The general towel-dried his hair once more and combed it neatly. The meeting he was about to chair would take place by conference call instead of in person, but he had showered and changed for it nonetheless. He pulled on his elevated boots and headed downstairs toward the windowless back room where the technological implements for these meetings had been set up.
Raskowski’s starched uniform snapped stiffly as he quickly passed the large bay window he had forgotten to draw the curtains over. No one saw him. No one was looking. Soon the whole world would be watching.
It didn’t have to be this way. He had brought the results of his Alpha project to the Politburo in loyalty and good faith, and he had suffered only embarrassment and heartache as a result. Raskowski refused to take their rejection lying down, but there were just too many of the weak old men and younger ones calling themselves “reformers” to beat back. He accepted his exile with enough grace to assure the opportunity to enact the “disappearance” he was planning. He had already recruited men in all levels of the Soviet government and military who felt as he did. When he made his move, they would be with him.

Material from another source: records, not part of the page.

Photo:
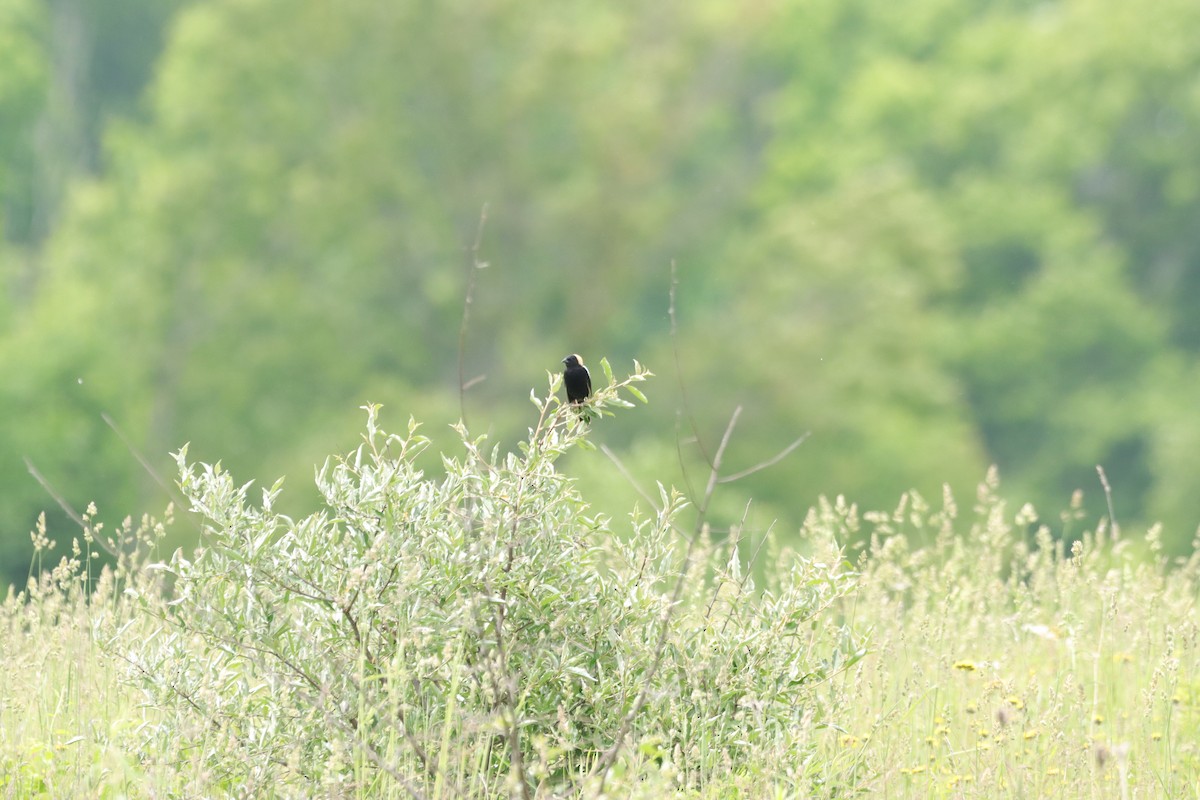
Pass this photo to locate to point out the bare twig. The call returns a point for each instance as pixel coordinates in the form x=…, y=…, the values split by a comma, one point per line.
x=628, y=475
x=675, y=348
x=66, y=506
x=1108, y=497
x=171, y=491
x=771, y=462
x=473, y=266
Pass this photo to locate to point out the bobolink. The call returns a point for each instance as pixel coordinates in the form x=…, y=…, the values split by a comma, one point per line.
x=576, y=379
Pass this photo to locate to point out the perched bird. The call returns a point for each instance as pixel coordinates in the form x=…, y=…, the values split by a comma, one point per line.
x=576, y=379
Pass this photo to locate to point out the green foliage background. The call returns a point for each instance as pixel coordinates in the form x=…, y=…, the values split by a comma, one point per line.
x=936, y=235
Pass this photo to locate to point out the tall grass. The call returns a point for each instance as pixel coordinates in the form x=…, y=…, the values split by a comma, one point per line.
x=479, y=635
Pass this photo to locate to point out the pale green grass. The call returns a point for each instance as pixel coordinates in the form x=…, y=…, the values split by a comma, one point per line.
x=1011, y=668
x=1002, y=663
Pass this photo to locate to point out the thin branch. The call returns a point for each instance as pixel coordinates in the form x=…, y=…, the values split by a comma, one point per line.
x=610, y=756
x=628, y=475
x=771, y=462
x=171, y=491
x=473, y=266
x=717, y=467
x=66, y=506
x=675, y=348
x=1108, y=495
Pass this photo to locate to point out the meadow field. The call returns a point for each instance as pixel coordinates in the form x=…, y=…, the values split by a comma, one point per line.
x=487, y=638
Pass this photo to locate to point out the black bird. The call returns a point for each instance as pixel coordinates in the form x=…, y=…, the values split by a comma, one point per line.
x=576, y=379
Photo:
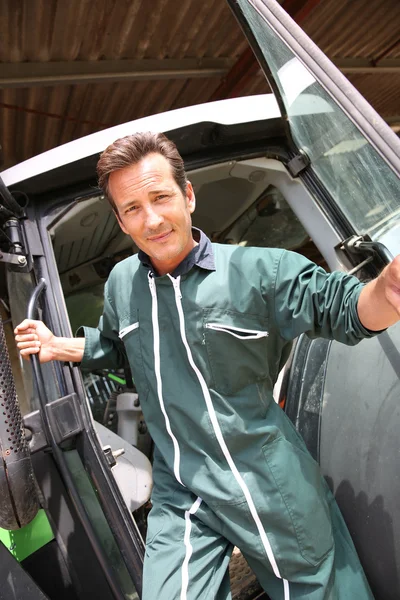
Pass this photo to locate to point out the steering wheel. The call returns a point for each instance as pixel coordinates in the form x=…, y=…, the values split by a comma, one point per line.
x=18, y=499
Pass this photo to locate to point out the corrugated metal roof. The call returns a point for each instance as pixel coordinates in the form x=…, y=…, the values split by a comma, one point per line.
x=34, y=119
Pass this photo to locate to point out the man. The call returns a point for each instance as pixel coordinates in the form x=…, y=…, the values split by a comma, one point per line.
x=206, y=329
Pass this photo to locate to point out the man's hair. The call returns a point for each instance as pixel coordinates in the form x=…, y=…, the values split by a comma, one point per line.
x=130, y=150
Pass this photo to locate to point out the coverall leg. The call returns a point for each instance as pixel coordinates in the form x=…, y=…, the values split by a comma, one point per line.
x=189, y=545
x=185, y=557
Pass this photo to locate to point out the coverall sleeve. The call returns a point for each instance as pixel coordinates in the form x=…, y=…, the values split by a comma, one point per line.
x=103, y=348
x=309, y=300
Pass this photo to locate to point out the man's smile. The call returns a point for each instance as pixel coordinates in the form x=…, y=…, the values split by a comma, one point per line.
x=160, y=237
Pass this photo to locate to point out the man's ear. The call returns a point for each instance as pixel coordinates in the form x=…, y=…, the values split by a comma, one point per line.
x=190, y=197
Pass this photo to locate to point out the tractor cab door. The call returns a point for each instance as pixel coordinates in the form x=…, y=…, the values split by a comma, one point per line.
x=345, y=401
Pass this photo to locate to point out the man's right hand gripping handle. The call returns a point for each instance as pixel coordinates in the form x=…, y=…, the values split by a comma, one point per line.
x=33, y=337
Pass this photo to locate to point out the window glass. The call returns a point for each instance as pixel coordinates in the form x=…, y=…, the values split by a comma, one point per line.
x=362, y=184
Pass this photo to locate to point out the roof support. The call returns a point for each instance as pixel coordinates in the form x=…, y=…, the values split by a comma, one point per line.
x=14, y=75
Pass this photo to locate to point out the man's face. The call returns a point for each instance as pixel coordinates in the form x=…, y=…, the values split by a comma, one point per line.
x=153, y=210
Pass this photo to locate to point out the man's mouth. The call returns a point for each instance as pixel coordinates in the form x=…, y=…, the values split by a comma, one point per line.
x=160, y=236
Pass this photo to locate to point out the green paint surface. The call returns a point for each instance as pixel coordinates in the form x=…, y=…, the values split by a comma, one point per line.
x=25, y=541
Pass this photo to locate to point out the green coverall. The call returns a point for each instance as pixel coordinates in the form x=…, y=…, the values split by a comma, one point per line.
x=205, y=350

The key, though, remained the death ray. Once all tests were pronounced successful, Raskowski managed to launch the satellite that made his plan operational. All over the Soviet Union his people began laying the foundation for the tumultuous upheaval to come. Every phase of the operation, every minute detail, had been thought out to the letter. The destruction of Hope Valley went off brilliantly, as did his indirect contact with the Americans. All was perfect.
Until the unthinkable occurred. A scientific miscalculation, not his at all, threw the entire plan into jeopardy. It was left to Raskowski to lift it from the heap, to reform his strategy in a daring and nearly impossible plan. Impossible for others perhaps, but not for him. The true basis of brilliance, he had always believed, was the ability to deal with change. On the battlefield especially, and that was what the whole world had become. Only a handful of people were privy to the revised operation, and that was the way it would stay. Timing was everything now. The slightest slipup or miscalculation would destroy everything.

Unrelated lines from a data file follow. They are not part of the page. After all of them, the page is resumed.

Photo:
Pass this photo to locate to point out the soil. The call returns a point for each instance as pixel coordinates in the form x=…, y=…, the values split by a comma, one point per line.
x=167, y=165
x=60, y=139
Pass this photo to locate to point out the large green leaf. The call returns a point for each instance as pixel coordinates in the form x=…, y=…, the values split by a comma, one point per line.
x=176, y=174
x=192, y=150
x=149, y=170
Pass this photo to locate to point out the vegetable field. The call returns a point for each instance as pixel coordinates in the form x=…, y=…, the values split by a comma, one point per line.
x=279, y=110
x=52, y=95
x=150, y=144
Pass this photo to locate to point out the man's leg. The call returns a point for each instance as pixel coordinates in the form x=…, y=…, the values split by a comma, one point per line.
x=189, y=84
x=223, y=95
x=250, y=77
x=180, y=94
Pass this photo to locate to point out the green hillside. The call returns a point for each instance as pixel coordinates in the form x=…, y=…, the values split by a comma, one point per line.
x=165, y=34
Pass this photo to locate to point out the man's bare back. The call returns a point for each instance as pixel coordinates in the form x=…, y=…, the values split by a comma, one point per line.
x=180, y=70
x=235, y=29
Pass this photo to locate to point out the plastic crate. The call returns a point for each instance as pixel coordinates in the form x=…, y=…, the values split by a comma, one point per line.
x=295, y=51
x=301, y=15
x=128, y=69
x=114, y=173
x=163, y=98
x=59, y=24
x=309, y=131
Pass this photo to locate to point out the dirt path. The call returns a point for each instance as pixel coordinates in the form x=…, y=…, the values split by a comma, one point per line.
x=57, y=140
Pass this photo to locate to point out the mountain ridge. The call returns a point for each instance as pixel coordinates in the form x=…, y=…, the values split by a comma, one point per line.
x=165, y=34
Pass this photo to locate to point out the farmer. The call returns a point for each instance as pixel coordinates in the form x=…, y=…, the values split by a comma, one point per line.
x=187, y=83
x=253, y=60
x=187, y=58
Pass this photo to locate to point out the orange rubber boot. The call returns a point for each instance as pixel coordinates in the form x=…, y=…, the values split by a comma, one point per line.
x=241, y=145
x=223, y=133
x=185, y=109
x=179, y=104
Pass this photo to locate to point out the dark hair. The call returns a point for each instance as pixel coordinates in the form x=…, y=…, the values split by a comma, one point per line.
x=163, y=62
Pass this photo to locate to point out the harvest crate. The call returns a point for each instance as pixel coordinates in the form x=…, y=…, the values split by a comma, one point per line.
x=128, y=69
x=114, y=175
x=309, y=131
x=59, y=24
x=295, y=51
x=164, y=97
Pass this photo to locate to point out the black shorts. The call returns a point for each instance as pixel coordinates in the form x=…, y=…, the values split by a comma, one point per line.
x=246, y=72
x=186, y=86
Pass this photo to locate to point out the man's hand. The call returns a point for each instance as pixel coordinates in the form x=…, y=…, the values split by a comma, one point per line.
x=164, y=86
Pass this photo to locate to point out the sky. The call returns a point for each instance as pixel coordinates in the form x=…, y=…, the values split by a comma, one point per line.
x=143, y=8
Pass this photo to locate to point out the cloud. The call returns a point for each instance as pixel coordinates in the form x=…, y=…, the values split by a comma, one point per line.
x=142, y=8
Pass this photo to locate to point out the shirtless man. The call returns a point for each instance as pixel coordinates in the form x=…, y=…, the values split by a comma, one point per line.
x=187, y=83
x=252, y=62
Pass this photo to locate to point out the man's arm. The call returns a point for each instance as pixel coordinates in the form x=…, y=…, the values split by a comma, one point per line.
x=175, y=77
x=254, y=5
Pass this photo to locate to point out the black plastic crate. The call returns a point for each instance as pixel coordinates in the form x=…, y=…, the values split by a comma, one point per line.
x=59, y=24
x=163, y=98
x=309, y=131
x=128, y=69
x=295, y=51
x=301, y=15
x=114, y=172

The back room contained only a single table and chair. Atop the table rested three speaker-phones: white, red, and green. Each of his main Soviet subordinates spoke over the same one every time and Raskowski had come to think of them, as they themselves did, in terms of the color of their speakers. Raskowski sat down in the single chair and eased it gracefully under the table, careful not to wrinkle his uniform.
“Green, are you there?” he asked at precisely eleven A.M. Bangkok time.
“Yes, sir,” the voice answered in Russian.
“White?”
“Here, sir.”
“Red?”
“Ready, sir.”
“Very good. Then let us begin. My report, comrades, is simple. Everything is proceeding on schedule, as planned.”
“What of the American response to our second message sent through Turkey?” asked White.
“Befuddlement and fear. Did you expect any less?”
“I expected considerably more,” White said. “I feel we are waiting too long to use the ray to its full capabilities.”
“The reasons for that strategy have already been discussed. Let us not waste time reiterating.”
“You had planned to provide us with the details of the final stage today,” Red reminded him.
“I’m afraid that must be put off for a brief time.”
“So this continues to be a question of trust,” noted Green. “You ask us to trust you, yet you do not return the favor.”